This also wasn’t the first tragedy the family has gone through. Cydrus was engaged to Jeff Rife when he was killed in March 2017. Rife was shot on the 500 block of South Clairmont Avenue, and his murder has yet to be solved.

Kestner said the couple’s daughter is torn apart by the losses, but tries to stay strong in honor of her mom and dad.

“She’s going to graduate this year,” Kestner said. “And someday, she’s going to have kids…and I just think, ‘Am I going to be that child’s grandparent?’”

Byrd was indicted last year when prosecutors alleged Byrd was under the influence of marijuana during the crash. His attorney, Jon Paul Rion, said that wasn’t true.

“We’re satisfied that justice occurred. The court was left with a very difficult legal determination to make and obviously we believe (the judge) made the right call,” Rion said.
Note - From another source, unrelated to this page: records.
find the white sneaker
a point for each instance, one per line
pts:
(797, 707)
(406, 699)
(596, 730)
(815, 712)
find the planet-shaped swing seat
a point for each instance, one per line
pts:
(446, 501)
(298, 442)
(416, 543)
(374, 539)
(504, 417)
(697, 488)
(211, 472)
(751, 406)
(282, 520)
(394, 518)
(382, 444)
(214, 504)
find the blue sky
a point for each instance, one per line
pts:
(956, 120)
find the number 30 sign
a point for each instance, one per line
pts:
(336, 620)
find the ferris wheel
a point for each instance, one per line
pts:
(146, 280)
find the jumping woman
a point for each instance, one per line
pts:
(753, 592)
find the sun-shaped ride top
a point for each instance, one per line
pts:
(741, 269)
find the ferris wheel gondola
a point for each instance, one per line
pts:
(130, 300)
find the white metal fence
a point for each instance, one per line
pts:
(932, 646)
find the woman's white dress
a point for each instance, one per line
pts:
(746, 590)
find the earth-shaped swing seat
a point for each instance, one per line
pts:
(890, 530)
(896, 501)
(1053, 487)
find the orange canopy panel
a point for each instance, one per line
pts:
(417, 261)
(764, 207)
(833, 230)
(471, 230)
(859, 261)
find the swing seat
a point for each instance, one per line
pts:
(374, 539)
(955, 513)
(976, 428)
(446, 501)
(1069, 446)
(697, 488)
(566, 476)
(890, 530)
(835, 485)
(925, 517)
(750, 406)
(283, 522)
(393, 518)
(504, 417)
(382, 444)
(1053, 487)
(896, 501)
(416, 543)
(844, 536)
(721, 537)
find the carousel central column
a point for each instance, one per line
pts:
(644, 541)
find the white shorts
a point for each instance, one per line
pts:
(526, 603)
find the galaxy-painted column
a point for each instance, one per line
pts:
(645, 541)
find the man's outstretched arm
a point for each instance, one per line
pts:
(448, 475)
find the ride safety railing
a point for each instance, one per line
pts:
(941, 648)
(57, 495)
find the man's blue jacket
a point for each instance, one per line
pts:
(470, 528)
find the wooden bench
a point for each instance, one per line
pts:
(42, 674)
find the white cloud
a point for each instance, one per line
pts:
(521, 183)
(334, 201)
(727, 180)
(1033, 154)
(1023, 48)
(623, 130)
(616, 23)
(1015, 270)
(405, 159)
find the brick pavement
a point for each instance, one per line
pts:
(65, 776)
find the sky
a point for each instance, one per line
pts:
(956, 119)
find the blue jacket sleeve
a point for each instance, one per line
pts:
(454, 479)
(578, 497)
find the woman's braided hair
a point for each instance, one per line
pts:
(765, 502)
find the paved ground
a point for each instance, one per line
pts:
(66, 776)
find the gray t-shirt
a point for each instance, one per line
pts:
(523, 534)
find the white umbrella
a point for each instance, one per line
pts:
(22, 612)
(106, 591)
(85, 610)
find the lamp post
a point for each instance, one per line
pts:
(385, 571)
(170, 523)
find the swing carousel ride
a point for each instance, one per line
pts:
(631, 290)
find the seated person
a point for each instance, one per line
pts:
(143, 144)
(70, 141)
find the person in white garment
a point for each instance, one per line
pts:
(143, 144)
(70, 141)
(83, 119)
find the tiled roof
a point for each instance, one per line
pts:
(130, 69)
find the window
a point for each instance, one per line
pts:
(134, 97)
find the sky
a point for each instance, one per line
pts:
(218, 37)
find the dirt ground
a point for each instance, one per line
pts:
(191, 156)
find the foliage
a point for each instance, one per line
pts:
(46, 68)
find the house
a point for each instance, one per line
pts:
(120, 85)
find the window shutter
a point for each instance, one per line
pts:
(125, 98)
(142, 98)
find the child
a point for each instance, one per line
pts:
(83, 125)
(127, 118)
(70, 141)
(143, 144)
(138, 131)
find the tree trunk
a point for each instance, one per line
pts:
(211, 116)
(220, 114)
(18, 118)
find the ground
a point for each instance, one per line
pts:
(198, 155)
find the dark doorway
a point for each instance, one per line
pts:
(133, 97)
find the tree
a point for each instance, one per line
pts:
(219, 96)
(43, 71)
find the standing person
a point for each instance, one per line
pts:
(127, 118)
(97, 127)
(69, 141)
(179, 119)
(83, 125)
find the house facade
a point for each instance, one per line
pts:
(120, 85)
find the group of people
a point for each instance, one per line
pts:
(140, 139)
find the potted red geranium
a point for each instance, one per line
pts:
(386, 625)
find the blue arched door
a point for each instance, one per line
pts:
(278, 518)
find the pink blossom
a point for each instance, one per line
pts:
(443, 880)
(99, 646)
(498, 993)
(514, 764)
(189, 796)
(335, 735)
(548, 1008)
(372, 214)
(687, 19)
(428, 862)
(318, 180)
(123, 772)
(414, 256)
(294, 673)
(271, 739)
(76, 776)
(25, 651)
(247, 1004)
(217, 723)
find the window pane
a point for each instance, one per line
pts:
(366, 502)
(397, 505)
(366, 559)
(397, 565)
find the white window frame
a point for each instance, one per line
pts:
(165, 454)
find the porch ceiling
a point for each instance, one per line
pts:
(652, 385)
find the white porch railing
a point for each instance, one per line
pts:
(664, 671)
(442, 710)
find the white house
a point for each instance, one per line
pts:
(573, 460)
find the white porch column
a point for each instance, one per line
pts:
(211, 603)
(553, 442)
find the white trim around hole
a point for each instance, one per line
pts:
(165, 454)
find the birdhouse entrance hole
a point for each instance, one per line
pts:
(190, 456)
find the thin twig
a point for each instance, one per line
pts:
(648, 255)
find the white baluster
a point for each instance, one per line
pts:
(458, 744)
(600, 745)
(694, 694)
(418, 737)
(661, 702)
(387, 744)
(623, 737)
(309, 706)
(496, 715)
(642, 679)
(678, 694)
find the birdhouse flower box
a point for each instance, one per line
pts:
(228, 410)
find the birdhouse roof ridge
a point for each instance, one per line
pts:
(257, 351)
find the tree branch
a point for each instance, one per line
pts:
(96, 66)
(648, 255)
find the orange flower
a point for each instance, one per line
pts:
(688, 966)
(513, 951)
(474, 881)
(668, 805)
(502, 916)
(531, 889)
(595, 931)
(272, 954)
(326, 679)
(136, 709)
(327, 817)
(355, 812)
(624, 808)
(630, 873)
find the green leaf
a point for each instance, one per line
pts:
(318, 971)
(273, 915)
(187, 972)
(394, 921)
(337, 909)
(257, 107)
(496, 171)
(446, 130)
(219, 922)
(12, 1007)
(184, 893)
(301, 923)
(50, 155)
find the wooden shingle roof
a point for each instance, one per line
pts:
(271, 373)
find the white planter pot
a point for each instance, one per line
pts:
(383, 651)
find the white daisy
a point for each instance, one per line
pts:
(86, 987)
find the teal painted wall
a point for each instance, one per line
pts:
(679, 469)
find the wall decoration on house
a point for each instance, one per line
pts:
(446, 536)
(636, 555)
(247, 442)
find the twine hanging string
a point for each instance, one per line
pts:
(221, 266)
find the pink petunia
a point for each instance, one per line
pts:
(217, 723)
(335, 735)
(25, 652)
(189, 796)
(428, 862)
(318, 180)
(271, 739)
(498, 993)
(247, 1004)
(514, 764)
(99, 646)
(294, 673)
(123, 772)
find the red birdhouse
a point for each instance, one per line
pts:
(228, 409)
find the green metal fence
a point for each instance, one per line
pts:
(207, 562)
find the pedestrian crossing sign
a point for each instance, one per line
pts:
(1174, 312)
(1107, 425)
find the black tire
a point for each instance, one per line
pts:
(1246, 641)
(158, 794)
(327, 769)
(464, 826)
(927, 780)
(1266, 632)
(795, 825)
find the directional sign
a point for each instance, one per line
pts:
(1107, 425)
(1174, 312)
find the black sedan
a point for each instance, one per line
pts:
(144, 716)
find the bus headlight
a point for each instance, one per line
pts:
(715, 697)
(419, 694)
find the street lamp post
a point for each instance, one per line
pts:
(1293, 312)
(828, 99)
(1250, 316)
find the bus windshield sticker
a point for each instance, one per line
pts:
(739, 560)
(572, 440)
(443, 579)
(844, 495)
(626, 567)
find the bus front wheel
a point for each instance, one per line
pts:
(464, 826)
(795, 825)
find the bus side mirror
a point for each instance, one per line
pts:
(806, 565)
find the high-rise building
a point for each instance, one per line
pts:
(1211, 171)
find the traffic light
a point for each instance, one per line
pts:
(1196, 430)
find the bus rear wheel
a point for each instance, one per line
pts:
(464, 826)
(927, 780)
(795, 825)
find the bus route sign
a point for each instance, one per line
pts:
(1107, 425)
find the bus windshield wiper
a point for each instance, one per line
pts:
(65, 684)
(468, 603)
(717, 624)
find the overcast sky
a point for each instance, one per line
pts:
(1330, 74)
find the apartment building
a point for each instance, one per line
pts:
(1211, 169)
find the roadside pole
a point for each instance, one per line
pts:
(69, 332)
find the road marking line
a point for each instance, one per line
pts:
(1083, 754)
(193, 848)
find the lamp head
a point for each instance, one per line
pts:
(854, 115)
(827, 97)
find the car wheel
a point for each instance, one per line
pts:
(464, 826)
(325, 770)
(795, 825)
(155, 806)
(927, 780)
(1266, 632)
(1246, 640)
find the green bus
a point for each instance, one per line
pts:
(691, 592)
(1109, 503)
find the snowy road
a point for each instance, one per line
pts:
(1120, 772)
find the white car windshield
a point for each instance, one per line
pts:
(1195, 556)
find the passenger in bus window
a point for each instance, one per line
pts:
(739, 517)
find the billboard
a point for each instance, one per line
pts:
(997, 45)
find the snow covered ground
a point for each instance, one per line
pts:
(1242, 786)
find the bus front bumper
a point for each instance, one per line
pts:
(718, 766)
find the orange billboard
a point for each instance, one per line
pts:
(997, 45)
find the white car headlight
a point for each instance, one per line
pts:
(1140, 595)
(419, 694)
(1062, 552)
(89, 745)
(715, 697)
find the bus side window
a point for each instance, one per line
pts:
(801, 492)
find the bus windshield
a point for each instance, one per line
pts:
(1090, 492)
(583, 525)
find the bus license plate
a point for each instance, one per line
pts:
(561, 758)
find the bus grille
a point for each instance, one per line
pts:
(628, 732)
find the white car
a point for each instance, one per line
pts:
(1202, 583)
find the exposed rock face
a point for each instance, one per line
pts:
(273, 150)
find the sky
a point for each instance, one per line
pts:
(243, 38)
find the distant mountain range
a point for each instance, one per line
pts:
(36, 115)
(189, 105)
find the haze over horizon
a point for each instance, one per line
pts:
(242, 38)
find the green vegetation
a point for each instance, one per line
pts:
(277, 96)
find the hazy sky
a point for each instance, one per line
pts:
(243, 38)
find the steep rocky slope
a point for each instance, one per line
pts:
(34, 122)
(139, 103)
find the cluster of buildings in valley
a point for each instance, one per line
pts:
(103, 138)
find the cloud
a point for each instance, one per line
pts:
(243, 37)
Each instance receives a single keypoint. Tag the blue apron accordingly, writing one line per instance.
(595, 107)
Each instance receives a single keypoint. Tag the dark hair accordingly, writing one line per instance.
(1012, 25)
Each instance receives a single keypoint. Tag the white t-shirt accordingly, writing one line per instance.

Rion said lab results came back within a margin of error of the legal amount of marijuana that is allowed in an individual’s system and law enforcement testified during the trial that Byrd did not appear under the influence at the time of the crash.

Rion also told the Springfield News-Sun that his client was speeding at the time of the crash, but that’s only because his brakes weren’t working and he tried to get through the intersection before hitting anyone.

Cydrus’ family is planning a celebration of her life next weekend at the intersection where she was killed.